From the Prologue – Excerpt from Rebecca’s Secrets
A few years ago, after visiting friends in Vancouver, my wife, Carole and I caught a ferry to Orcas – one of British Columbia’s beautiful Gulf Islands. After a day’s exploring we settled into our hotel and took dinner in the restaurant. I finished the meal with a wonderfully rich chocolate pudding.
Walking back to our room, I felt a little strange. My head was spinning. My vision was distorted at the periphery, like looking through a glass tube.

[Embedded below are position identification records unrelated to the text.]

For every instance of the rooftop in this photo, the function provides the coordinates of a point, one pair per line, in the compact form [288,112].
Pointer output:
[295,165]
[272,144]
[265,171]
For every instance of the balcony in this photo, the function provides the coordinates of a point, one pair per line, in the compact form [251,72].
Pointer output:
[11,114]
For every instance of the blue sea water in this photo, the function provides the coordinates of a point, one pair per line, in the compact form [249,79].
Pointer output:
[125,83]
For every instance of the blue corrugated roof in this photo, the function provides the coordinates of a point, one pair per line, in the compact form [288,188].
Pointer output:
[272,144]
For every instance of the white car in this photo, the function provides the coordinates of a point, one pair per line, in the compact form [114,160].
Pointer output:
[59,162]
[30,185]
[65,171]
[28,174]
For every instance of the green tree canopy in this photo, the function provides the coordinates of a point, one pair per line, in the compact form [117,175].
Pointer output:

Carole asked, “What’s wrong?” and I said, “Where are we?”
Over the next few minutes it became clear that something was wrong with my memory. I knew who Carole was, but I had no clear recollection of anything prior to the last few hours. I knew I lived in a village in another country but I didn’t know the name of the village or even the country. I knew I had three children, but I couldn’t remember their names. I couldn’t count from one to five and I couldn’t spell anything. My words came out wrong. I called the sea birdsong and car park was a parrot camp. We vacillated between fascination at the weird incongruence of my language and fear of the possibility of a permanent wipeout of my past life.
After two hours my memory and language returned. It was a huge relief, but the experience shook me.
Just imagine if you lost your past forever and forgot what made you, what drives and inspires you. Imagine losing all that personal history – your childhood and growing up, all the people who touched you, hurt you, helped you and loved you. Imagine losing everything and everyone that contributed to who you are.
We learned later it was a migraine attack – just a foggy interlude. But worried that the fog might return and obscure the past again, I decided to write down some of this life, so if I ever lose my memory again I’ll know where to find it.
How do you begin to write a life? I soon realised the blindingly obvious – that you can’t, because all memory is fiction. So I’ve let this story become a fiction containing a great deal of truth. It’s about Tommy Angel, a boy like me growing up where I did in the East End of London in the Fifties, with a family like mine and friends like mine who had adventures just like we did. It’s about a curious boy who started to ask questions and shine a light on the dark mysteries of his childhood.